By citing the Hamas rhetoric in the concluding paragraph of their report, Amnesty seems to be placing faith in the Hamas declaration that it was "anxious not to inflict harm on civilians." We wonder how this statement can be reconciled with Hamas’ earlier response to Amnesty, in which Hamas upheld their commitment to terror and violence as a "natural human response" to Israel’s existence. Moreover, Israel invites Amnesty to offer an explanation as to why an organization "anxious not to inflict harm on civilians" continually targets and murders innocent men, women and children through suicide bombings and the like. Hamas publicly claimed responsibility for the murder of almost all the 76 innocent people who were killed in some 32 brutal terrorist attacks in 1994. In addition, the suggestion that this terrorism stems from the presence of Jewish settlers in the administered areas is preposterous because the Hamas views the entire State of Israel as land illegally occupied by the Jewish people.

Israel aspires toward the goal of peace so that both Jews and Arabs might one day live without fear of extremist violence.
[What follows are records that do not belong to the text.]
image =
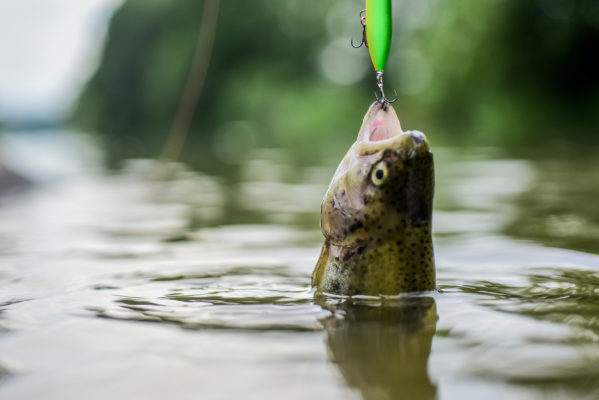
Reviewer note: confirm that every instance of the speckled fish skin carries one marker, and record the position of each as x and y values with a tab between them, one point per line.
378	231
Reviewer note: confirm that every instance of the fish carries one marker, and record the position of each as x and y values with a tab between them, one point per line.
376	215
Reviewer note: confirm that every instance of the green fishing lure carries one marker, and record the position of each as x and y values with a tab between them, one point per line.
379	27
377	24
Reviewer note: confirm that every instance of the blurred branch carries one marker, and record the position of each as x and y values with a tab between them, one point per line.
195	82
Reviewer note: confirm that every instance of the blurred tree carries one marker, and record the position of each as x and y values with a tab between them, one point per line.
487	71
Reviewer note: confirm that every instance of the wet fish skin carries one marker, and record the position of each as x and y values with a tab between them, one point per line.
378	232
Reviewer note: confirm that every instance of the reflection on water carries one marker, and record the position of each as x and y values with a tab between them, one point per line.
383	349
158	281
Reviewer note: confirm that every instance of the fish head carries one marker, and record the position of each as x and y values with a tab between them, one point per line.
383	186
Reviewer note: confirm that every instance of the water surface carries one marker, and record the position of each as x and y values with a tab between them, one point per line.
159	281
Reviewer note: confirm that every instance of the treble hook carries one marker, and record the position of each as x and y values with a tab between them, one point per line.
379	83
364	40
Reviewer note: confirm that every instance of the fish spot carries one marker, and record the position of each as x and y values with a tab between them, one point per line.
355	226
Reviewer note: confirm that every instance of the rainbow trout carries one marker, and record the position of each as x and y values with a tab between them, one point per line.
376	213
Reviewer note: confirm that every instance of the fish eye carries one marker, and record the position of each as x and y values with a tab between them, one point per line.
379	173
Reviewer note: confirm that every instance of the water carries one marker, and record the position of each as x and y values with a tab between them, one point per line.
197	286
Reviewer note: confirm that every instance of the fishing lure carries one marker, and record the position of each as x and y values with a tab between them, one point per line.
377	27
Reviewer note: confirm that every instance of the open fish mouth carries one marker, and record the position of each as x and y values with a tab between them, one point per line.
381	130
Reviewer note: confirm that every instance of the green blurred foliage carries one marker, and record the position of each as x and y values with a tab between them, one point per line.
505	72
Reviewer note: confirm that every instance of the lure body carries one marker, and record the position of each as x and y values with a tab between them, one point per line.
378	31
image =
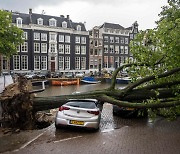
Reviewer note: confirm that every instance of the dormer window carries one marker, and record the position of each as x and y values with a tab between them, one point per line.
52	22
64	24
78	27
40	21
19	22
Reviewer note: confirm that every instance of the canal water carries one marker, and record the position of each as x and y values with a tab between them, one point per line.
66	90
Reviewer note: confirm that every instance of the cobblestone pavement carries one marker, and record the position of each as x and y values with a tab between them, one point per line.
116	136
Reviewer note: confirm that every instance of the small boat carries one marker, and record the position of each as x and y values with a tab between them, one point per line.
123	80
89	80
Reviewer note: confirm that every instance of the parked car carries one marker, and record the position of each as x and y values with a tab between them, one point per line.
127	112
79	75
31	75
79	113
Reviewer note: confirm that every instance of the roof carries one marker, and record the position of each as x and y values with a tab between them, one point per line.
26	18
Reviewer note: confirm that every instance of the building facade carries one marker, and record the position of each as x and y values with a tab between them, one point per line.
51	43
109	46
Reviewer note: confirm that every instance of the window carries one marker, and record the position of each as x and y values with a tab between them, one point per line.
126	40
64	24
61	38
43	48
105	61
78	27
36	62
122	50
122	40
61	48
25	37
77	63
52	22
116	49
116	39
67	62
77	39
67	49
67	38
52	37
83	62
44	62
83	40
111	49
43	37
16	62
36	47
126	49
24	62
105	48
105	38
36	36
52	47
40	21
61	62
19	22
77	49
111	39
24	47
83	50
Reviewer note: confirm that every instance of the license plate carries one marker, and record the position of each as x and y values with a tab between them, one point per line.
75	122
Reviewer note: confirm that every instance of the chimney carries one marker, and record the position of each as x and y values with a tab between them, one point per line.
30	11
68	17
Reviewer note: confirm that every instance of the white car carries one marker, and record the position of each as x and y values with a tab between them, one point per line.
79	113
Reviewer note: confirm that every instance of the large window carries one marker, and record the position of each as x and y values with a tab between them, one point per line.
67	49
43	37
67	62
67	38
83	40
105	48
77	39
83	62
24	62
24	47
61	62
77	49
61	48
16	62
83	50
61	38
36	36
44	62
37	47
77	63
52	22
36	62
43	48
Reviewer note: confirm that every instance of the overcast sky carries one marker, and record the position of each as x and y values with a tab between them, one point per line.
94	12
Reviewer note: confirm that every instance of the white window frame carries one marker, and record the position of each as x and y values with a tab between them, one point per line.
24	62
16	62
43	37
43	62
61	62
67	49
61	48
24	47
36	47
36	62
43	47
36	36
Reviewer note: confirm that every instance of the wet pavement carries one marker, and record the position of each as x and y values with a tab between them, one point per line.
116	136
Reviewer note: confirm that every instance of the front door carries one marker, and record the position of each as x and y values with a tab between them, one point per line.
52	66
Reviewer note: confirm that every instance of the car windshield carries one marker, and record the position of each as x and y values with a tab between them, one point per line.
81	104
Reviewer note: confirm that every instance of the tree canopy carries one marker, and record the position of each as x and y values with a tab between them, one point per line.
10	35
The Israeli authorities continue to review human rights issues and implement new recommendations which address many of the issues raised by Amnesty International.

Israel shares Amnesty’s commitment to human rights and welcomes constructive criticism by the international community. However, human rights issues must not be viewed in a vacuum as Israel is continually asked to balance the rights of the aggressor to fair treatment against the rights of innocent civilians to live a life free from fear and danger.